Cinq ans au LOSC avec un statut d’indiscutable mais jamais appelé en équipe de France. Un regret ?
Non, je ne pense pas. Je crois qu’il y avait plus fort que moi à mon poste dans toutes les équipes de France dont j’aurais pu faire partie, tout simplement. Si je devrais avoir des regrets, c’est peut-être plus maintenant, il y a quelque temps, où la porte aurait pu s’entrouvrir pour moi mais au final, il n’y pas de regrets à avoir. Je pense être un bon joueur mais de là à avoir la carrure internationale, je ne pense pas.
Vous optez pour la sélection de Pologne. Un choix cher à votre histoire familiale…
C’était l’occasion de faire une pierre, deux coups. Il y avait l’Euro 2012 qui se profilait, mes grands-parents étaient d’origine polonaise et c’était l’occasion de leur rendre hommage en quelque sorte. Mais aussi d’intégrer une sélection nationale car cela fait partie de la vie d’un footballeur de vouloir porter un maillot d’une sélection. J’avais envie de connaître ces sensations-là.
Où en êtes-vous avec la sélection polonaise après votre décision de ne plus porter le maillot en mai dernier ?
J’ai décidé, effectivement, en mai, de ne plus porter le maillot polonais jusqu’à nouvel ordre car il y avait un problème d’ambiance, d’atmosphère avec les gens qui ont pris la tête de la Fédération, et j’ai senti une vraie gêne me concernant. Autant avant l’Euro, j’étais considéré par Grzegorz Lato – le président de la Fédération polonaise de football jusqu’en 2012 – et par Smuda – le sélectionneur – comme un Polonais à part entière et ils m’ont beaucoup soutenu, alors que l’équipe suivante (Boniek, président, et Fornalik, sélectionneur, NDLR), j’étais considéré comme un étranger. Je ne me suis plus senti à l’aise quand j’ai vu que les membres de la Fédé voulaient me mettre à l’écart. L’atmosphère était devenue malsaine donc j’ai décidé d’arrêter pour le moment. Le jour où les choses changeront, je reviendrai peut-être.
Après le doublé avec le LOSC, vous décidez de partir à Bordeaux pour avoir plus de temps de jeu. Pourquoi la Gironde ?
Parce que c’est le club qui s’est présenté quand j’avais besoin d’un nouveau challenge, et que je n’étais pas encore prêt pour partir à l’étranger. Les Girondins se sont manifestés avec un discours qui m’a plu et comme je marche à l’affectif, Bordeaux était, pour moi, le meilleur moyen de me relancer, de regagner du temps de jeu, de reprendre du plaisir et je pense avoir fait le bon choix.
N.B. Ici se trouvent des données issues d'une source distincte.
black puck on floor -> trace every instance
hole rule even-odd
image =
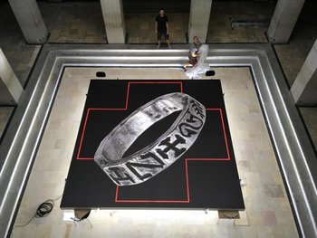
[[[215,76],[215,71],[207,71],[207,72],[206,72],[206,76]]]
[[[96,76],[97,76],[97,77],[101,77],[101,77],[104,78],[104,77],[106,77],[106,73],[105,73],[104,71],[97,71],[97,72],[96,72]]]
Depuis un an, on vous annonce souvent sur le départ. Une rumeur vous a même envoyé en Bundesliga cet été. Quel est votre état d’esprit sur votre avenir à court terme ?
Je pense que c’est la prochaine étape pour moi. Je vais avoir 29 ans au mois de novembre donc je suis plus près de la fin que du début de ma carrière et que je dois aller au bout de mes envies de footballeur. J’ai fait pas mal de matches en Ligue 1, cela fait quasiment dix ans que je suis dans le circuit, j’ai gagné pas mal de titres… je pense que c’est le moment opportun pour découvrir autre chose. L’envie y est.